There are limitations of the included systematic reviews worth noting, particularly the low quality of the included evidence with more than 50% of the included reviews receiving a low- or critically low-quality score on the AMSTAR2 tool. This suggests that substantial improvements in the methods used to synthesize knowledge in this field are needed and that current results should be interpreted with caution. Systematic reviews in this field could be improved by increasing the use of a priori protocols, providing a rationale for including or excluding certain study designs, providing a list of excluded studies with reasons for exclusion, and transparently reporting the funding sources of primary studies included in the review.

There are also some limitations to the conduct of this overview that should be taken into consideration. Due to time and resource constraints, targeted searches for primary studies reporting harms outcomes could not be conducted, which is a deviation from our original protocol [14]. Additionally, although the literature search attempted to find unpublished research and reviews in multiple languages, only one unpublished review and 2 reviews in languages other than English were identified, suggesting that these results are not generalizable beyond systematic reviews published in English. Additionally, the definition of inactive controls used in this overview included standard care interventions such as sleep hygiene and patient education, which may have resulted in underestimation of the effectiveness of some of the non-drug interventions as they were largely compared with these types of controls rather than true control conditions such as placebo or sham interventions. Also, the behavioral, mindfulness and cognitive behavioral interventions included in this review were categorized as reported by review authors. In the interest of capturing a comprehensive evidence base, we did not put any limitations on the eligibility of these interventions leading to a high degree of variability across the reviews. Finally, as stated previously, due to a lack of clinical standards for interpretation, none of the changes in outcomes reported here could be evaluated in terms of their clinical or symptomatic relevance.

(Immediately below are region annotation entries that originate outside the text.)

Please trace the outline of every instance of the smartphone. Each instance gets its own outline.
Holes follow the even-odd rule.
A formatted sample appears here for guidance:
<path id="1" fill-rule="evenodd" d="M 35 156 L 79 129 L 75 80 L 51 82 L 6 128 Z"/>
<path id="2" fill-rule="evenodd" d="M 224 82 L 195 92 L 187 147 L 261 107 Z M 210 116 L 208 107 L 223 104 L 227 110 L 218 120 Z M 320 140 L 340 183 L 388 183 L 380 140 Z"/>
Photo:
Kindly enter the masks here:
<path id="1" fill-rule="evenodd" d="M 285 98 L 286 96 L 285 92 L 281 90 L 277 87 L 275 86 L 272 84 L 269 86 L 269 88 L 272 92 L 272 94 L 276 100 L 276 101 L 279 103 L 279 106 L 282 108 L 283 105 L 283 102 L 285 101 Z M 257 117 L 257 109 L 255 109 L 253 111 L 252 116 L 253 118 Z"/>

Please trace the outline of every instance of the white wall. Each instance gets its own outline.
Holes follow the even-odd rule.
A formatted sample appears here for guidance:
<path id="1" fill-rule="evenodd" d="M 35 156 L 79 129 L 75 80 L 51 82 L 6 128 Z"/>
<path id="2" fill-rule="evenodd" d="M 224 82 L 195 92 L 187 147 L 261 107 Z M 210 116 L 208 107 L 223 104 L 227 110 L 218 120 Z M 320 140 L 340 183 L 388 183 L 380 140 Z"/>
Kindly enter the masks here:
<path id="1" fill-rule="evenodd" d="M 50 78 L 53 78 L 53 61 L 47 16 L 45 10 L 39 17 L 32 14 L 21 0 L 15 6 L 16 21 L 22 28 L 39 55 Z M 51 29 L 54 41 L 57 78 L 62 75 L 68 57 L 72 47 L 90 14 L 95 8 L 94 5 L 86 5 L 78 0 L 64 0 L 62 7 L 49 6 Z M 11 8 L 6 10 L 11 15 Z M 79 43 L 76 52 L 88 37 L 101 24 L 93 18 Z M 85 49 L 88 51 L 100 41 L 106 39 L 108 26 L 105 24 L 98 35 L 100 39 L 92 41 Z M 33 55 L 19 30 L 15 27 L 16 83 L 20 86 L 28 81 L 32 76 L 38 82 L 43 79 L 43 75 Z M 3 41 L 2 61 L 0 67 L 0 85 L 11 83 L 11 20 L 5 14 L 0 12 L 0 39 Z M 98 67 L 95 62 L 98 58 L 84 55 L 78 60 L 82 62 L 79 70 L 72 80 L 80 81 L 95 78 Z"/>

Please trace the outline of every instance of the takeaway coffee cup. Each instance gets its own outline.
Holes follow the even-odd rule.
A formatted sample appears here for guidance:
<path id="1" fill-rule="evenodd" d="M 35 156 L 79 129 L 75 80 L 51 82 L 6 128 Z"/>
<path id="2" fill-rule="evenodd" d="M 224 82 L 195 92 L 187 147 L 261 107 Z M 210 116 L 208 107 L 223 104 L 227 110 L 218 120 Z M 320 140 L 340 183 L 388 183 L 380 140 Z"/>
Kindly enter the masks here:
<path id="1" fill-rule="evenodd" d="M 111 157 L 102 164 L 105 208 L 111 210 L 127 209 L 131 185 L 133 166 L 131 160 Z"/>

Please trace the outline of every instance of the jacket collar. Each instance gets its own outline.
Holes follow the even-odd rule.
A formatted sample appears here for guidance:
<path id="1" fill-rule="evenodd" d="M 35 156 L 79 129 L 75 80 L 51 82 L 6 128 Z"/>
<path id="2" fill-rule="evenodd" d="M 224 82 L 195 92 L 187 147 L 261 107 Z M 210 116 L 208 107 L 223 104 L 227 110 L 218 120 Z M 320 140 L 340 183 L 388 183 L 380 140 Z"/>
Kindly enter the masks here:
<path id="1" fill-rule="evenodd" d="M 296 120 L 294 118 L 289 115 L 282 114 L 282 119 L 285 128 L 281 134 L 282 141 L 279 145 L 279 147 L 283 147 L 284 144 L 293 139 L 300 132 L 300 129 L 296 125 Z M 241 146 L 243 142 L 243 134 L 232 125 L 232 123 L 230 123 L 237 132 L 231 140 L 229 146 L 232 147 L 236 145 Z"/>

There are several strengths of this overview that are worth noting, particularly the use of the Cochrane handbook [18] and an a priori protocol to guide the conduct of the overview, as well as the use of the AMSTAR2 [22] tool for quality appraisal. The literature search was comprehensive and included both published and unpublished sources of information and had no restrictions on publication date or language of publication. The final list of eligible interventions and outcomes was developed in consultation with project stakeholders and clinical experts who were consulted throughout the overview process. Finally, the 64 included systematic reviews were closely examined for overlaps in the primary evidence which was found to be extensive and which we clearly highlighted throughout the “Results” section.

Conclusions

Based on the results of this overview, clinicians and patients with insomnia can consider CBT as a first-line intervention due to its consistent evidence of effectiveness and a high strength of evidence across multiple outcomes and because it is likely associated with few or no serious harms though there is insufficient evidence to properly evaluate the benefit to harm ratio for this intervention. If CBT is not effective, then other behavioral interventions can be considered or short courses of melatonin, zolpidem, suvorexant, or doxepin can be added to non-pharmacological therapy. However, these agents have only been tested in short-term studies and there is little evidence for their effectiveness or safety beyond 16 weeks of treatment.